There's a lot of puppy left in Cameron Latimer, the 30-year-old singer-songwriter from Ladysmith, BC. Performing songs from a songbook that he had for sale at the merch table, he can play a solid yet understated acoustic guitar. Yet it seemed as if Latimer was too polite to take any serious risks with his guitar or his lyrics, and his voice wasn't the most distinctive. With a little more dirt under his fingernails, gravel in his voice and a chip on his shoulder, though, he may soon distinguish himself.
This show almost didn't happen for Whitehorse, the husband and wife team of Luke Doucet and Melissa McClelland. Doucet was wicked sick, and only mustered the strength to continue thanks to regular doses of NeoCitran, to which McClelland coaxed the audience with, "Let's hear it for drugs!" Though his illness occasionally showed, making the learning process for the relatively new creative partnership obvious, Doucet put on a strong face and pulled off a commendable performance.

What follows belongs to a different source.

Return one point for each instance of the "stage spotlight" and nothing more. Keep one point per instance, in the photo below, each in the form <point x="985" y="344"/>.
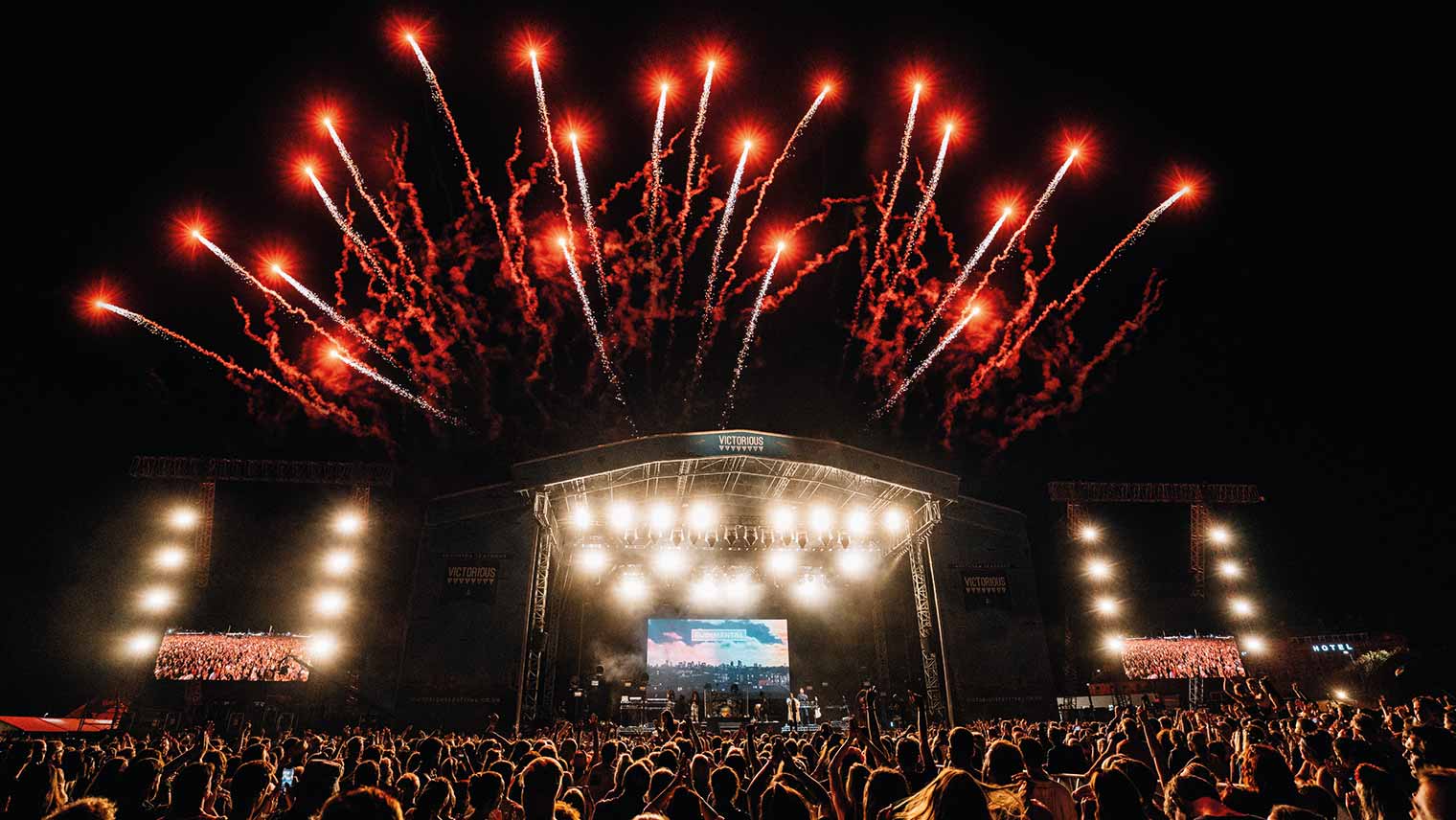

Doucet can play a mean guitar live. He attacks his arsenal of axes with the conviction of a bear separated from its cub, proving his Juno and Polaris Music Prize nominations were well earned. McClelland was no slouch either, matching Doucet's virtuosity with her powerful vocals. They are individually talented, but what made them special was their chemistry.
The duo were a little roughness around the edges, yet always completely there for one another. Every time Doucet would do his thing, laying down nasty riffs and choice picking, not to mention teasing out the twang with his whammy bar, she would be glowing, looking at him with resolute joy and passion, a deeply felt smile plastered across her face. They fleshed out their sound with looping pedals and random noise makers, keeping the variety of timbres fresh and rhythms strong, with Doucet often pumping out the icky thump on a kick drum and McClelland stomping her foot in time.
Whitehorse performed as just the two of them, all except for one song; Doucet's daughter came out of the crowd for "Jolene," and did an admirable job filling the shoes of Dolly Parton. Whitehorse also covered the Bruce Springsteen hit "I'm on Fire" as it appears on their debut EP, with a twist ending from "At Last" in tribute to recently deceased R&B legend Etta James.
For the most part, though, they performed their new material and collaborative reworkings of their individual catalogues, receiving a standing ovation at the end of their set. They capped it all off splendidly by performing McClelland's "When the Lights Went Off in Hogtown" unplugged while walking around the audience in the dark for their encore, easily earning another ovation.